# Free Geoff Thompson e-book.



## myusername (Feb 10, 2009)

Hi folks,

Whilst posting on another thread about people giving one of our forum members verbal for doing MA, I got to recommending Geoff Thompsons book "The Art of Fighting without Fighting." So I thought I'd recommend it for everyone as I found it to be very engaging and full of useful insights on ego, the rituals of violence, verbal disuassion and posturing. Some of it is going over old ground, like The Fence and Jeff Coopers colour codes but he puts it across well. If you sign up to Geoff Thompsons newsletter you get it free as an e-book. I thought it a good read and is well worth a look.

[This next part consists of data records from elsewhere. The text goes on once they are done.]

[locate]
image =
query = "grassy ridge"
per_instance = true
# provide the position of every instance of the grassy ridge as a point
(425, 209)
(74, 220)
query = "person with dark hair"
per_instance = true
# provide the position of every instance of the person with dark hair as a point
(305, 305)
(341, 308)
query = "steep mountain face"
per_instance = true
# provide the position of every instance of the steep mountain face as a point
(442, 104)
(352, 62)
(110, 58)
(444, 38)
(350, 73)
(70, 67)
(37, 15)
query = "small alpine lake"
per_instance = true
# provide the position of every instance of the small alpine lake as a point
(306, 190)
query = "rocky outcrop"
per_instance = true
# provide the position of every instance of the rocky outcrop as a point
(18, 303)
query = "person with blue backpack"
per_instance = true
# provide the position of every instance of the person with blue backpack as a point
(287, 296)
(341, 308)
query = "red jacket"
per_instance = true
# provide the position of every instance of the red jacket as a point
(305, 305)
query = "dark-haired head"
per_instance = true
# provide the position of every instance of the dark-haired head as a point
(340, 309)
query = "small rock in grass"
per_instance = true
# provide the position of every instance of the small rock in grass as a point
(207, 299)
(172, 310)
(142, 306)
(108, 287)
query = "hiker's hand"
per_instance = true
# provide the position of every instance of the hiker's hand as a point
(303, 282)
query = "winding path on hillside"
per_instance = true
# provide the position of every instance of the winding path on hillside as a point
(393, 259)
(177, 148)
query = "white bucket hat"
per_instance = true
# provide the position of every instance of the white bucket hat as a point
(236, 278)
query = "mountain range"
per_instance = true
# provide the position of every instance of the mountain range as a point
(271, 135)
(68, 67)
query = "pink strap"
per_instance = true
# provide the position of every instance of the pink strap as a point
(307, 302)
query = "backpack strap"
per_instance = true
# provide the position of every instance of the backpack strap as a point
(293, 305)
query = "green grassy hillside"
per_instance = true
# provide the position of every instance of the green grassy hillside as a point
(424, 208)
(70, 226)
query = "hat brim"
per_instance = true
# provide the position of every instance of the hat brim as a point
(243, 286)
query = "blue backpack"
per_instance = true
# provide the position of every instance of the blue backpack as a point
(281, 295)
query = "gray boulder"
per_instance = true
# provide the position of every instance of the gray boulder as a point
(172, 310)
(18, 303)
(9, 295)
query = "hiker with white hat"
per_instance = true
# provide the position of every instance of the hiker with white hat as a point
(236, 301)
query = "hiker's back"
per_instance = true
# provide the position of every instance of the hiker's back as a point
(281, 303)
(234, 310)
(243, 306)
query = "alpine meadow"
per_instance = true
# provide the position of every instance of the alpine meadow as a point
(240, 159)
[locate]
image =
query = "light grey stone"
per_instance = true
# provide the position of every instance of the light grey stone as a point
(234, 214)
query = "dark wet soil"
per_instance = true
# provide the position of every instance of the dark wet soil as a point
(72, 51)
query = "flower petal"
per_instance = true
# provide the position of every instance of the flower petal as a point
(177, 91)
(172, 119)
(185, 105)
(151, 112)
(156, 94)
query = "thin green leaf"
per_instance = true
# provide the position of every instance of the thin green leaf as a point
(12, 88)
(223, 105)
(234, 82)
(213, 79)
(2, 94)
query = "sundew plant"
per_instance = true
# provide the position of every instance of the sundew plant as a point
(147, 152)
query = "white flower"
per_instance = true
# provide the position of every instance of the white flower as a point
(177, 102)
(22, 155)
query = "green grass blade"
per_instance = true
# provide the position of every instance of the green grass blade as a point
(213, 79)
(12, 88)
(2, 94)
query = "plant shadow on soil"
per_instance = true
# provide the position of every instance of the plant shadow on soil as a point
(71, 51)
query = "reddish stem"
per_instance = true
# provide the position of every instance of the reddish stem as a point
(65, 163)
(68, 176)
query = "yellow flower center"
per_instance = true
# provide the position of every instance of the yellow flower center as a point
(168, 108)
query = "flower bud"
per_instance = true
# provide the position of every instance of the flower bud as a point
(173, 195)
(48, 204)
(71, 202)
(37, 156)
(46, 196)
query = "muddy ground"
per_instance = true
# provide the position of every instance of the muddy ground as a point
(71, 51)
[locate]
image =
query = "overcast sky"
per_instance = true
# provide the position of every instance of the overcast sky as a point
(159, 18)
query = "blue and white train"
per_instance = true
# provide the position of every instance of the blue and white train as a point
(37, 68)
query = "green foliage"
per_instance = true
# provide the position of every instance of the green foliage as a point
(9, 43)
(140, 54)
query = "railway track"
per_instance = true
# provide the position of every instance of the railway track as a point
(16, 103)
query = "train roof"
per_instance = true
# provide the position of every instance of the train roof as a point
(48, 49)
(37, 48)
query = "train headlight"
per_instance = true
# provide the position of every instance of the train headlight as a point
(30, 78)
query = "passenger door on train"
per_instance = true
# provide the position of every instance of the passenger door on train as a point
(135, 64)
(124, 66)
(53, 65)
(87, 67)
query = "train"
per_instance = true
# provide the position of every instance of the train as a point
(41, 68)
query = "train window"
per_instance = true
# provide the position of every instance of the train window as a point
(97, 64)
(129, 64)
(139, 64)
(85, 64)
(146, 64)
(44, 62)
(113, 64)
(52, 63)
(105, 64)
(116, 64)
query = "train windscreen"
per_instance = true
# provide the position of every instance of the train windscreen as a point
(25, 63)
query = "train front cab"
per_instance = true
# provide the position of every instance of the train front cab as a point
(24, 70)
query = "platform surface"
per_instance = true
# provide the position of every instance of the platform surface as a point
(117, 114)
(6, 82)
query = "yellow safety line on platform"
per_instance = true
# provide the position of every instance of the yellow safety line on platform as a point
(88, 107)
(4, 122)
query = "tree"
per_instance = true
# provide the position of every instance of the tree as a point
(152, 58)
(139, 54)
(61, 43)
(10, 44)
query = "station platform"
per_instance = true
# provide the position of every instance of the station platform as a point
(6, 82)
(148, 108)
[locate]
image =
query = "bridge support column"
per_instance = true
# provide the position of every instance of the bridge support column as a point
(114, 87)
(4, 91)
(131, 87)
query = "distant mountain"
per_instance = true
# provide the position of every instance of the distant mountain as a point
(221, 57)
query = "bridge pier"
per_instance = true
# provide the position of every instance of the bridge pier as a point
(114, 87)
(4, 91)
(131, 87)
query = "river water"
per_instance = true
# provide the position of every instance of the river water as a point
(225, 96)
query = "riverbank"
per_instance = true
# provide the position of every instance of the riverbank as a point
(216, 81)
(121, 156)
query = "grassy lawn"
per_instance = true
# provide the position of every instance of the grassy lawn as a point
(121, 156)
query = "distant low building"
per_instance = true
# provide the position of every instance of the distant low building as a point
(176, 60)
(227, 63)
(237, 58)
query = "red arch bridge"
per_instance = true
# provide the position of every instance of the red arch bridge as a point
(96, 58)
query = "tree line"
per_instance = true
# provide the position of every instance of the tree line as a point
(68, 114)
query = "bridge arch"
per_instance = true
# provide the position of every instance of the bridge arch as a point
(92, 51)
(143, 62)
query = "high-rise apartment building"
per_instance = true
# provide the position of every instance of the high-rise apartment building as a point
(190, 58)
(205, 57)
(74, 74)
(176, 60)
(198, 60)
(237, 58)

http://www.geoffthompson.com/newsletter/Joinnewsletter.asp


----------



## exile (Feb 10, 2009)

GT is _good_. He walked his talk for close to a decade of very rough bouncing in Coventry, known as a particularly unpleasant street/club scene in the UK. Among pros in Britain, he's legendary. And as he explains in _The Pavement Arena_ and elsewhere, his SD/H2H methods are solidly rooted in classical TMA fighting strategies, adapted for the kind of environments he's had to use them in. Like Iain Abernethy, Peter Consterdine, and those other BCA guys, or Peyton Quinn or Lawrence Kane here in the US, anything he writes deserves careful reading, thinking about, and experimenting with.


----------



## Hagakure (Feb 10, 2009)

Perhaps one of the most poignant things about GT for me is, and I certainly don't mean this in a disrespectful manner, is he looks as though he was christened with a spade, and yet, is one of the most articulate human beings I've ever heard/read. I know it's a terrible generalisation, but he simply doesn't look as though he should be. 

I've many of his books from "_3 Second Fighter"_ to "_Fear: The Friend of Exceptional People"_. All great reads, highly recommended. 

Coventry is a pretty rough place too, so the man knows what he's talking about. Not as rough as Wolverhampton mind you...


----------



## arnisador (Feb 10, 2009)

Always thought-provoking, in a good way, and clearly speaks from experience and bluntly. I enjoy having read his stuff because it forces me to think about what I'm doing even if I dfon't pick up his tricks.


----------



## terryl965 (Feb 10, 2009)

I have always enjoy his books.


----------